100 days and many more decisions

100 days and many more decisions
"European flags in front of the Berlaymont building, headquarters of the European commission in Brussels."

Theresa May’s launch was supposed to be the first of a long series of speeches: setting out the primary colours of her leadership campaign. In the end it was her last campaign speech too, as the process was cut short by the departure of Andrea Leadsom.

Looking at this and her previous public statements, what can we surmise about her policy agenda as Prime Minister?

In May’s announcement of her leadership bid, she championed an “open, inclusive, One Nation agenda”, targeting the injustices of racial, social and gender inequality.

Her strategy was clear: “serious social reform”. But meaningful details of her tactics were thin on the ground. There is a policy vacuum to be filled here, and an opportunity for British business to help fill it.


May has confirmed she would not seek an early election, arguing that the Conservative Party has a responsibility to deliver on its 2015 manifesto.

According to MPs in her team, this move was largely to appease her Parliamentary party, many of whom are in marginal seats and extremely nervous of facing voters, having recently been on the wrong side of the EU referendum vote.

But this is a simplification. Her pitch was also a pitch for stability and continuity – for more of the same, not a radical departure.

Whether this applies to Cameron’s existing policies over and above the Tory manifesto (for example, the sugar tax) remains to be seen.

Conservative with a capital C

May has promised to make “Britain a country that works for everyone – whoever you are, and wherever you’re from.”

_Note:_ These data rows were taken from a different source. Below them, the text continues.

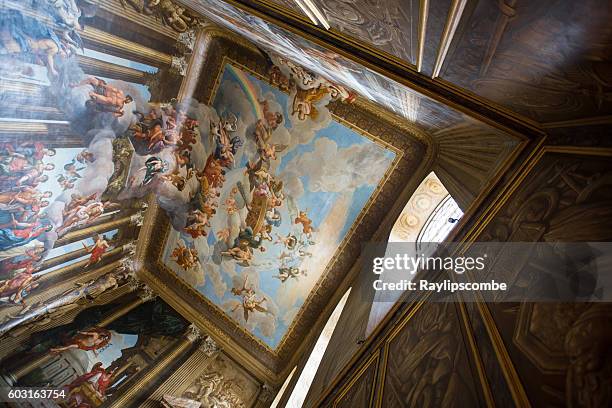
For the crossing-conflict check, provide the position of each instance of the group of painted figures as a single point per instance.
(24, 221)
(263, 196)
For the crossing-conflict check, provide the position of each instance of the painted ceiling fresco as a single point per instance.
(263, 182)
(270, 218)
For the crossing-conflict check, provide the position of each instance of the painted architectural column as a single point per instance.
(192, 335)
(16, 373)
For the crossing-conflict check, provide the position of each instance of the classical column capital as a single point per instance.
(193, 333)
(209, 347)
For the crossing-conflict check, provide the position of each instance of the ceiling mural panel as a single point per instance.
(270, 221)
(287, 174)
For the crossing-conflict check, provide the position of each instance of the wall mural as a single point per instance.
(273, 190)
(59, 181)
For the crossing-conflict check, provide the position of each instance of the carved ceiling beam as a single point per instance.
(113, 10)
(423, 13)
(452, 22)
(66, 272)
(51, 133)
(96, 67)
(507, 12)
(106, 42)
(400, 71)
(592, 121)
(27, 367)
(103, 224)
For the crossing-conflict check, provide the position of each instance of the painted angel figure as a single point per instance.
(289, 272)
(97, 250)
(250, 303)
(89, 340)
(185, 257)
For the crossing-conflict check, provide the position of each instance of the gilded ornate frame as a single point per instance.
(414, 153)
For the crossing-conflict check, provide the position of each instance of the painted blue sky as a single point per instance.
(318, 203)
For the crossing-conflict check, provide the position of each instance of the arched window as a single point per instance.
(428, 217)
(298, 395)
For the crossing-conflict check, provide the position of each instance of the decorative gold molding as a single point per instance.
(106, 42)
(128, 398)
(24, 369)
(402, 72)
(592, 121)
(96, 67)
(346, 388)
(105, 223)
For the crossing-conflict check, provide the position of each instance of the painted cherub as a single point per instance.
(185, 257)
(97, 250)
(89, 340)
(250, 303)
(197, 221)
(306, 222)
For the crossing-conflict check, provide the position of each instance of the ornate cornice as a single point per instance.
(414, 150)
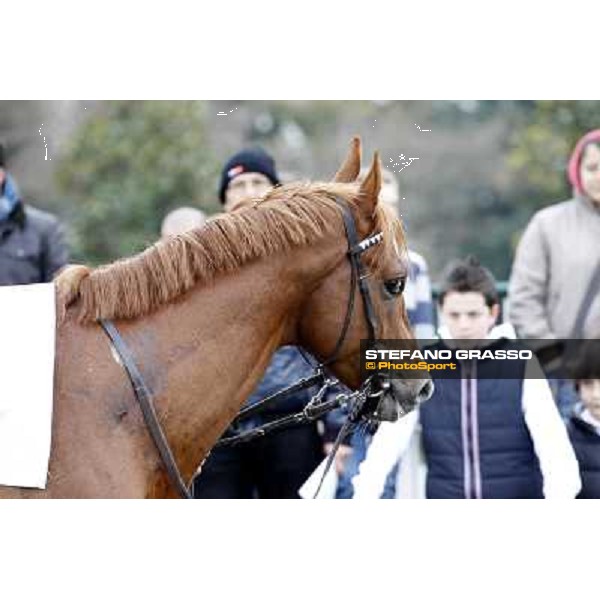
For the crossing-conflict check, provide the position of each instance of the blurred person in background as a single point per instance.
(554, 288)
(32, 242)
(273, 466)
(419, 308)
(181, 220)
(584, 422)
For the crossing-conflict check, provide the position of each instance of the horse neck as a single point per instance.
(216, 343)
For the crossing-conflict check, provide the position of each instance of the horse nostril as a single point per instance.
(426, 391)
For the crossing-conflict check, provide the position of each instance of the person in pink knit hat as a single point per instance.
(554, 288)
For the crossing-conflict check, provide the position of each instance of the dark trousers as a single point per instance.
(274, 466)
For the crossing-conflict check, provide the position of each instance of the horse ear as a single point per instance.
(350, 168)
(370, 188)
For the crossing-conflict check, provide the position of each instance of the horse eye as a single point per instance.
(395, 286)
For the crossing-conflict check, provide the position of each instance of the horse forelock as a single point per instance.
(289, 216)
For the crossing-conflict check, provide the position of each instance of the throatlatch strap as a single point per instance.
(144, 397)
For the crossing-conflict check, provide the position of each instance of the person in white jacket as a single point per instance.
(476, 437)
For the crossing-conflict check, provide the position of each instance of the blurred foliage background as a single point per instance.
(114, 169)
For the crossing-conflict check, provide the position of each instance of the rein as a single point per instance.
(368, 395)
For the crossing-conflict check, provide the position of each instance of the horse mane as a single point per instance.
(289, 216)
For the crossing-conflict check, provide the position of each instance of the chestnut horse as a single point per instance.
(203, 313)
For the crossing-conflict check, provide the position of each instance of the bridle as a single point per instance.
(361, 403)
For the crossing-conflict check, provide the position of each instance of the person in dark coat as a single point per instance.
(584, 423)
(276, 465)
(32, 242)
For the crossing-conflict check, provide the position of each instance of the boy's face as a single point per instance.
(467, 316)
(245, 187)
(589, 391)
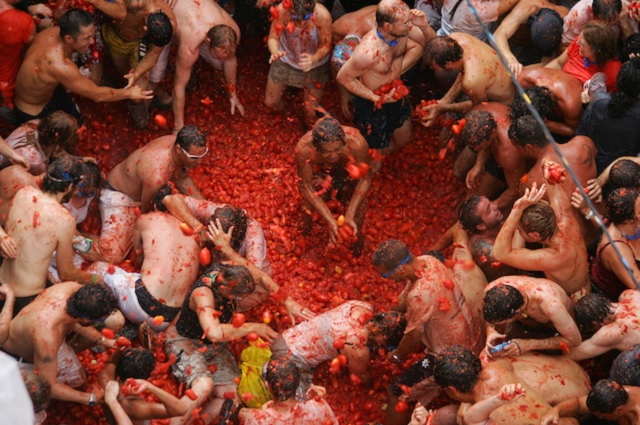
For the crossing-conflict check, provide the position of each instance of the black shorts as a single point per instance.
(377, 125)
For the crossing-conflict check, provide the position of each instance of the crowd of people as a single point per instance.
(538, 274)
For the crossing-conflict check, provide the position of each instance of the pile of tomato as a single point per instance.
(251, 165)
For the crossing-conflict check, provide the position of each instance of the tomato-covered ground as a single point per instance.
(251, 165)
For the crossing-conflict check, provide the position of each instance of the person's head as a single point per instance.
(282, 377)
(386, 329)
(443, 53)
(136, 363)
(597, 42)
(222, 41)
(232, 216)
(526, 134)
(541, 99)
(501, 303)
(58, 133)
(191, 146)
(328, 138)
(159, 29)
(92, 302)
(605, 397)
(477, 214)
(479, 130)
(77, 29)
(623, 206)
(456, 369)
(592, 312)
(393, 17)
(63, 175)
(538, 223)
(391, 259)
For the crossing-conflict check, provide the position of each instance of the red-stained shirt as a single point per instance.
(575, 66)
(16, 28)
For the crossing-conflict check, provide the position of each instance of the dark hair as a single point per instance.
(390, 324)
(63, 171)
(442, 50)
(525, 130)
(621, 205)
(390, 253)
(191, 135)
(457, 367)
(283, 377)
(326, 130)
(606, 396)
(136, 363)
(541, 99)
(628, 89)
(72, 21)
(479, 127)
(223, 36)
(539, 218)
(159, 29)
(501, 303)
(467, 215)
(92, 301)
(590, 313)
(232, 216)
(58, 131)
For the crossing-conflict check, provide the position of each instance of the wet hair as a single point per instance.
(501, 303)
(457, 367)
(223, 36)
(63, 171)
(479, 127)
(92, 302)
(136, 363)
(624, 173)
(525, 130)
(390, 324)
(606, 10)
(72, 21)
(58, 131)
(621, 205)
(191, 135)
(442, 51)
(283, 377)
(467, 215)
(539, 218)
(326, 130)
(159, 29)
(390, 253)
(541, 99)
(590, 313)
(602, 40)
(39, 390)
(628, 89)
(606, 396)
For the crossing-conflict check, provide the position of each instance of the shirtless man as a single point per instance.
(579, 152)
(339, 155)
(36, 226)
(565, 91)
(545, 380)
(481, 74)
(132, 184)
(204, 29)
(615, 324)
(563, 256)
(47, 70)
(383, 55)
(536, 313)
(38, 336)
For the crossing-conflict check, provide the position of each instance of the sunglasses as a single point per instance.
(194, 157)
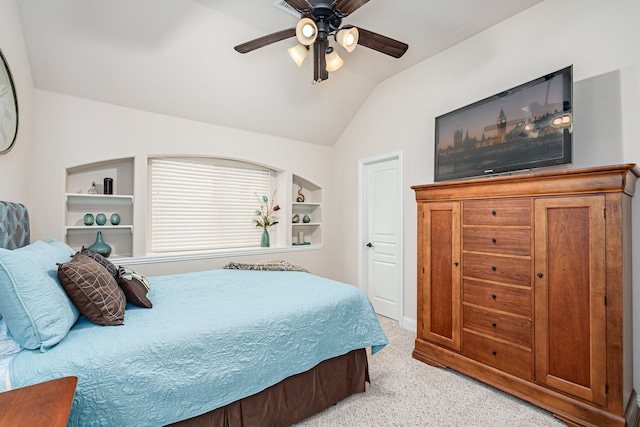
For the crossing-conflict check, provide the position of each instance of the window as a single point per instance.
(204, 203)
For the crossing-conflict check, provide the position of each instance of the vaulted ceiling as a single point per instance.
(176, 57)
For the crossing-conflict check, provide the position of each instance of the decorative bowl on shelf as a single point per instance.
(88, 219)
(101, 219)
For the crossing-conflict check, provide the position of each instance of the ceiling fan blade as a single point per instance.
(265, 40)
(349, 6)
(381, 43)
(299, 5)
(320, 61)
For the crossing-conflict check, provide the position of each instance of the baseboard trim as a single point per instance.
(410, 324)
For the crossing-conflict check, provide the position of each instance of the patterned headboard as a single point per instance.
(15, 231)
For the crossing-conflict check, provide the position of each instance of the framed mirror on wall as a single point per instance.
(8, 108)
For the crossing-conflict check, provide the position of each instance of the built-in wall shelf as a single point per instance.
(98, 199)
(79, 202)
(93, 228)
(310, 232)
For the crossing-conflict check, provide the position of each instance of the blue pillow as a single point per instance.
(34, 305)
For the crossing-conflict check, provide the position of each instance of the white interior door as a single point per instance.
(382, 208)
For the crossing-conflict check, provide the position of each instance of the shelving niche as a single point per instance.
(311, 206)
(79, 202)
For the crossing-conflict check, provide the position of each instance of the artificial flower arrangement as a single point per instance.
(267, 218)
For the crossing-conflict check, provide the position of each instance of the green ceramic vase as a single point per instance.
(265, 239)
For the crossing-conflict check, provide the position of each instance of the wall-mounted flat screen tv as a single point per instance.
(526, 127)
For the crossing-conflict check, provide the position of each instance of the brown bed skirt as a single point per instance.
(294, 398)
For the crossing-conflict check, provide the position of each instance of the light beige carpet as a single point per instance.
(406, 392)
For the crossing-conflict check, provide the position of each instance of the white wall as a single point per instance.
(15, 166)
(73, 131)
(599, 38)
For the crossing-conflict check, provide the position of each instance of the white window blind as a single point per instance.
(203, 203)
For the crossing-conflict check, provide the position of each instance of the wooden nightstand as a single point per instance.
(44, 404)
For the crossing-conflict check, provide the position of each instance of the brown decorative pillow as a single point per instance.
(135, 287)
(112, 269)
(93, 290)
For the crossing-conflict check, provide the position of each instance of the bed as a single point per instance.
(228, 347)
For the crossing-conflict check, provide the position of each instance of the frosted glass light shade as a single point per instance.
(306, 31)
(298, 53)
(348, 38)
(334, 62)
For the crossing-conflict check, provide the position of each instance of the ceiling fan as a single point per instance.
(320, 20)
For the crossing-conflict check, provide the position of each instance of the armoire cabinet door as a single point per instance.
(570, 286)
(440, 293)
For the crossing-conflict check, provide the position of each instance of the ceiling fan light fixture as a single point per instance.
(348, 38)
(306, 31)
(298, 53)
(334, 62)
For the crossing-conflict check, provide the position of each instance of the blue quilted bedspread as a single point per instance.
(211, 338)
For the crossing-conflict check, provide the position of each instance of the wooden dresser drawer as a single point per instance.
(511, 328)
(507, 358)
(508, 241)
(498, 297)
(497, 212)
(516, 271)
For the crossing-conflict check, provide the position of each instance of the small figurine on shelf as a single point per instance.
(114, 219)
(108, 186)
(93, 189)
(300, 198)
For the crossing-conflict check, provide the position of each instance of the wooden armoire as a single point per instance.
(524, 283)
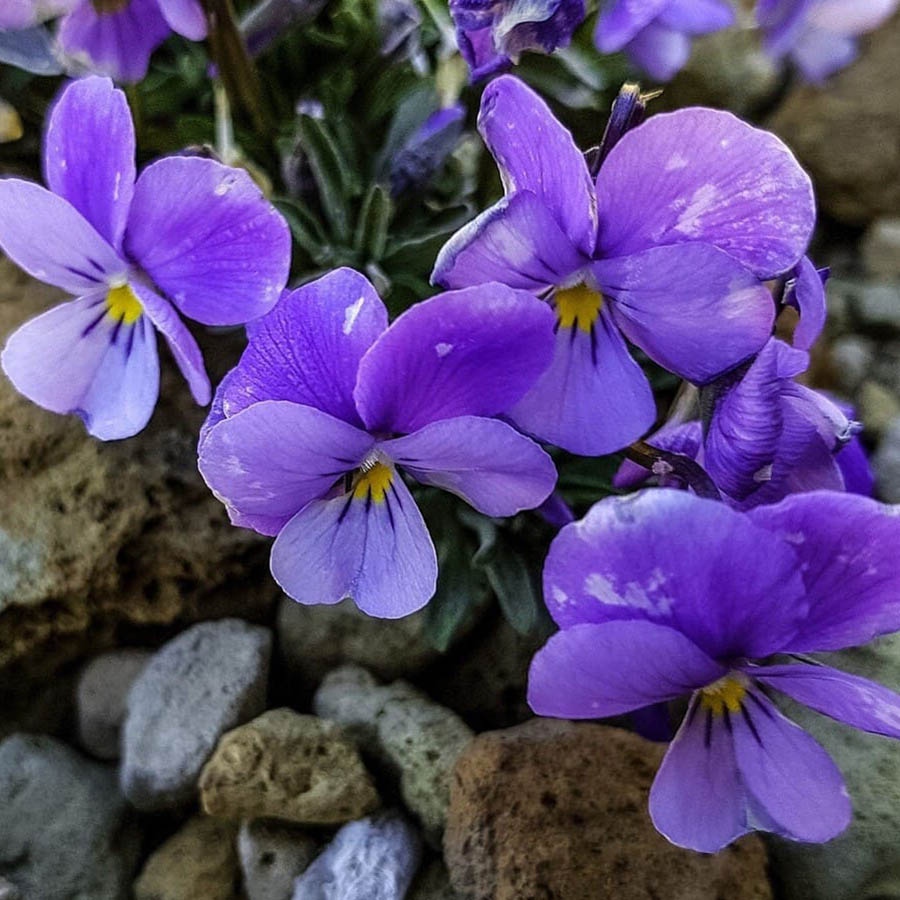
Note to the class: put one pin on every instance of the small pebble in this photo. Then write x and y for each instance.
(371, 859)
(205, 681)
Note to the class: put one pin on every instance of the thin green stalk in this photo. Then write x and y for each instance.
(235, 68)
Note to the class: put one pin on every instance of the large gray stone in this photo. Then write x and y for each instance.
(65, 830)
(418, 739)
(205, 681)
(273, 854)
(371, 859)
(101, 698)
(864, 862)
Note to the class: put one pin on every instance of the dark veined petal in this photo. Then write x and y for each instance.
(371, 545)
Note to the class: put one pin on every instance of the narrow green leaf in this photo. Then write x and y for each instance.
(372, 225)
(328, 167)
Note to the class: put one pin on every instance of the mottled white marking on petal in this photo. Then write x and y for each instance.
(351, 313)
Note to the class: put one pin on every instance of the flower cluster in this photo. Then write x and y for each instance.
(677, 242)
(110, 37)
(819, 36)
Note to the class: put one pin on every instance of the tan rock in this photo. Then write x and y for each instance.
(553, 810)
(94, 535)
(284, 765)
(198, 861)
(847, 132)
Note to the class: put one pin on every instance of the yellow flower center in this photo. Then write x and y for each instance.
(373, 482)
(725, 694)
(122, 305)
(578, 306)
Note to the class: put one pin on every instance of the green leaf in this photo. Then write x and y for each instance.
(372, 225)
(305, 228)
(328, 168)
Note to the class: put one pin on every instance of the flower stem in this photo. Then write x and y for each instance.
(235, 68)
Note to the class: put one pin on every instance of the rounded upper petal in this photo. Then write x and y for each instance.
(516, 242)
(210, 240)
(378, 552)
(185, 17)
(89, 154)
(51, 240)
(486, 462)
(78, 358)
(693, 308)
(593, 671)
(847, 548)
(118, 44)
(536, 153)
(678, 560)
(469, 352)
(704, 175)
(308, 348)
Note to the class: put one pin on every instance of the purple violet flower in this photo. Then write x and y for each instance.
(663, 594)
(819, 36)
(492, 34)
(111, 37)
(308, 433)
(667, 248)
(656, 34)
(189, 229)
(764, 436)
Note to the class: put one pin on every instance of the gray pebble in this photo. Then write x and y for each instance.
(371, 859)
(209, 679)
(65, 831)
(101, 697)
(416, 738)
(272, 855)
(886, 463)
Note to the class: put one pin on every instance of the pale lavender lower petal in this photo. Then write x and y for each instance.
(593, 399)
(274, 457)
(789, 775)
(659, 51)
(690, 307)
(807, 294)
(516, 242)
(378, 553)
(181, 342)
(209, 239)
(117, 44)
(697, 800)
(51, 240)
(75, 358)
(848, 698)
(847, 545)
(595, 671)
(673, 558)
(185, 17)
(819, 53)
(89, 154)
(484, 461)
(470, 352)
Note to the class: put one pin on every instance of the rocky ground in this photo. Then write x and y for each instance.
(171, 728)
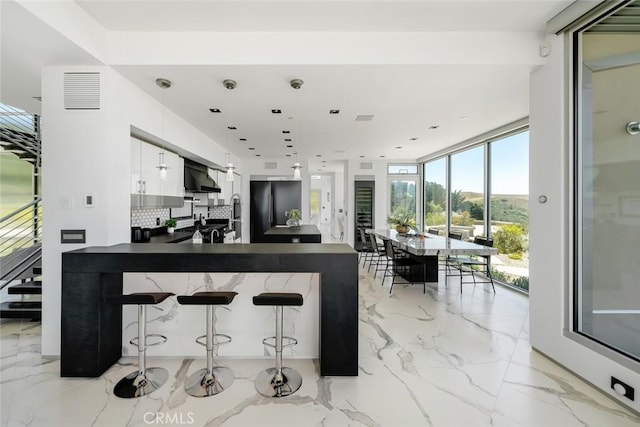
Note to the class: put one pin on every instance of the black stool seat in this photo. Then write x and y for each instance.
(278, 298)
(207, 298)
(139, 298)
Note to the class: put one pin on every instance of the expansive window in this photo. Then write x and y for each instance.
(607, 227)
(460, 198)
(509, 178)
(466, 199)
(435, 195)
(402, 188)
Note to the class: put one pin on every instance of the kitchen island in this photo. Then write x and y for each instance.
(300, 234)
(92, 329)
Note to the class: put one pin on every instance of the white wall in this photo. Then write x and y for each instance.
(550, 230)
(88, 152)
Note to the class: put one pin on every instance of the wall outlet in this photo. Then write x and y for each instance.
(622, 389)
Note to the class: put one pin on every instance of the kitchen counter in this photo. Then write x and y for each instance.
(92, 329)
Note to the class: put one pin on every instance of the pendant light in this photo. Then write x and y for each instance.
(230, 85)
(162, 166)
(230, 168)
(296, 84)
(296, 169)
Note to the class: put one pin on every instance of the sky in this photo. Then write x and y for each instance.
(509, 167)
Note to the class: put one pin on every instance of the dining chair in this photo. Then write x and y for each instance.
(367, 251)
(398, 262)
(450, 261)
(469, 265)
(379, 254)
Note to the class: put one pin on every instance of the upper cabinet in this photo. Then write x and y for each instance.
(147, 187)
(220, 177)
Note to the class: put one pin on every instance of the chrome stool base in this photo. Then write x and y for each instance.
(137, 385)
(267, 383)
(202, 383)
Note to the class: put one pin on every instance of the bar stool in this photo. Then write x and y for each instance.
(212, 379)
(278, 381)
(145, 380)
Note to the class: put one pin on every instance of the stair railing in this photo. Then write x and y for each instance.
(21, 228)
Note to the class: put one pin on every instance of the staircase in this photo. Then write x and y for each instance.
(21, 230)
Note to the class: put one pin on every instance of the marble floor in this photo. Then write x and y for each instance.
(440, 359)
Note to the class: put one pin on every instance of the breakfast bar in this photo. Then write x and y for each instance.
(92, 329)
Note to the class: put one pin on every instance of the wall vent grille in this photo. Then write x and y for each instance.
(82, 91)
(271, 165)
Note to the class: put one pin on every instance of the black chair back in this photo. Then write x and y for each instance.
(454, 235)
(481, 240)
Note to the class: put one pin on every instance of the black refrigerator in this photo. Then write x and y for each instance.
(269, 202)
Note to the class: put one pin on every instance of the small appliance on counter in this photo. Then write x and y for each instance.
(140, 235)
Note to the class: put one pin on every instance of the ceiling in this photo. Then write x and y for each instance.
(431, 73)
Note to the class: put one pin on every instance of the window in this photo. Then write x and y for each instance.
(402, 169)
(435, 195)
(509, 172)
(466, 199)
(460, 198)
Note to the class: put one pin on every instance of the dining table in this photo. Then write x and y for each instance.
(426, 248)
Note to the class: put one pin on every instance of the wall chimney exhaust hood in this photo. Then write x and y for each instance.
(197, 180)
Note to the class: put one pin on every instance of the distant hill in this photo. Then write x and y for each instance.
(504, 207)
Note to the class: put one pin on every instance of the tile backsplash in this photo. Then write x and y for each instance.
(147, 217)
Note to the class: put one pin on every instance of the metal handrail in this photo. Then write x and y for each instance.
(14, 232)
(36, 201)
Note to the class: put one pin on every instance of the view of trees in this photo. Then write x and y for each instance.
(403, 194)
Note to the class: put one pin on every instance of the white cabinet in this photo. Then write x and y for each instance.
(225, 186)
(145, 175)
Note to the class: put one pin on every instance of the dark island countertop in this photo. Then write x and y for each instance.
(92, 328)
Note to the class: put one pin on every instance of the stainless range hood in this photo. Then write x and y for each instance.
(197, 179)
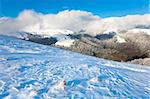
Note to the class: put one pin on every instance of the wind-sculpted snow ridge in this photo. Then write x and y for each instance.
(29, 70)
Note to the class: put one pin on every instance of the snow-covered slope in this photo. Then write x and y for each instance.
(29, 70)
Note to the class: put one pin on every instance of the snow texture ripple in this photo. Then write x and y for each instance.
(34, 71)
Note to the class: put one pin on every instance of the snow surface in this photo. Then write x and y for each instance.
(29, 70)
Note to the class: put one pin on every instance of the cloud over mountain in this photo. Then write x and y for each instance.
(74, 20)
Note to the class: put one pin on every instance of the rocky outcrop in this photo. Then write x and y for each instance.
(135, 49)
(145, 61)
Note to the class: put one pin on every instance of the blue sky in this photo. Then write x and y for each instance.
(103, 8)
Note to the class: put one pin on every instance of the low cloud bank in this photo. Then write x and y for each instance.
(73, 20)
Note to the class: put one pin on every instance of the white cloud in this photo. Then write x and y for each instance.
(74, 20)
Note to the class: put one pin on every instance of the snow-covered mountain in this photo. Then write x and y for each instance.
(29, 70)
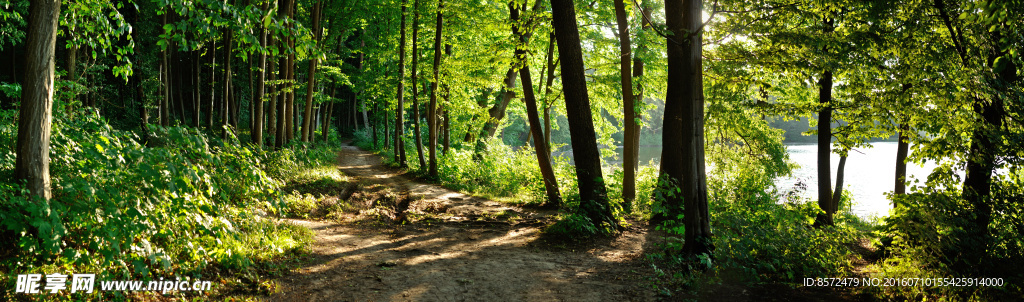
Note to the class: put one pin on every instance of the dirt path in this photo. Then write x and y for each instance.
(452, 247)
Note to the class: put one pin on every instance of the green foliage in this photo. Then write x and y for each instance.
(127, 211)
(576, 225)
(931, 232)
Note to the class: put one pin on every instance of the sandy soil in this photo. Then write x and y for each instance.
(466, 249)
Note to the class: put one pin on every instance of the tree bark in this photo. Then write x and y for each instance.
(257, 122)
(289, 109)
(432, 106)
(824, 148)
(213, 89)
(838, 196)
(33, 158)
(448, 100)
(629, 114)
(399, 149)
(540, 147)
(683, 154)
(497, 112)
(271, 110)
(593, 198)
(902, 148)
(306, 130)
(548, 100)
(226, 101)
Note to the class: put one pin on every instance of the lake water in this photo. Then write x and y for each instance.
(870, 173)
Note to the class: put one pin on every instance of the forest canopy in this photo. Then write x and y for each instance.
(163, 138)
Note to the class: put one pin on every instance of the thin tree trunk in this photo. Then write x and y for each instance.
(289, 108)
(73, 70)
(629, 115)
(271, 110)
(838, 196)
(543, 160)
(902, 148)
(548, 99)
(415, 75)
(225, 102)
(593, 198)
(448, 100)
(166, 69)
(683, 155)
(197, 119)
(307, 132)
(399, 149)
(432, 106)
(213, 71)
(32, 163)
(136, 78)
(824, 149)
(282, 111)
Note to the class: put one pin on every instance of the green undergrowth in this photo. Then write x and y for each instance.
(185, 206)
(931, 233)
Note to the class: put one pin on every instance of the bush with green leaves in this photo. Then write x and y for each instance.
(126, 211)
(932, 232)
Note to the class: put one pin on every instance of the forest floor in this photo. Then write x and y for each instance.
(411, 241)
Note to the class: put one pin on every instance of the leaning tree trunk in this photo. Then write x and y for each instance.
(838, 195)
(902, 148)
(824, 149)
(629, 113)
(416, 97)
(448, 100)
(683, 155)
(257, 122)
(307, 132)
(540, 147)
(593, 198)
(432, 106)
(548, 100)
(213, 86)
(32, 163)
(399, 148)
(226, 101)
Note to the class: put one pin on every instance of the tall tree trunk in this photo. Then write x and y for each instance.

This is a common trope from centrist politicians, but her explanation was firmly Conservative – with some sharp criticism for key Osbornite and Brownite planks of economic management. For example: the difficult impact of VAT rises to the cost of higher energy prices, and the harm done by Quantitative Easing to those who aren’t already on the property ladder.

As a former local Councillor, May is also likely to feel a greater and more genuine sympathy with this agenda than the Cameron-Osborne duo ever did.

Clarity on economic policy?
This week May also promised an activist state that would intervene directly in markets, with more Treasury-backed project bonds for new infrastructure projects, more housebuilding, and a ”proper industrial strategy”. Again this is not controversial ground.

Every MP in Parliament agrees that we need more housebuilding. The controversy is always over how – in detail – this will achieved. Will May sanction green-belt building? Garden cities? Major reductions in planning controls?

Of course, what gives May more economic flexibility is her junking of the Osborne fiscal rules, requiring a surplus in the public finances by 2018. She has given herself much more room for manoeuvre.

Clamping down on business

May intends to get tough on irresponsible behaviour in big business, including on tax avoidance and evasion. This is firmly pitched towards centrist voters.

She has also called for reform corporate governance – by borrowing ideas from the Unite union, placing workers’ representatives on boards and challenging executive pay with new transparency rules.

May wants to intervene: not leave well alone.

This is not a radical departure for her. Back in 2013 May was already arguing that, “where businesses abuse their market position to keep prices high, we should be prepared to make sure the market works in the public interest”.

She has been developing a broader and more critical view of the British economy for some time and it is ingrained deeply in her politics, and the politics of her team. We have yet to understand the detail: but there will be much more where this came from.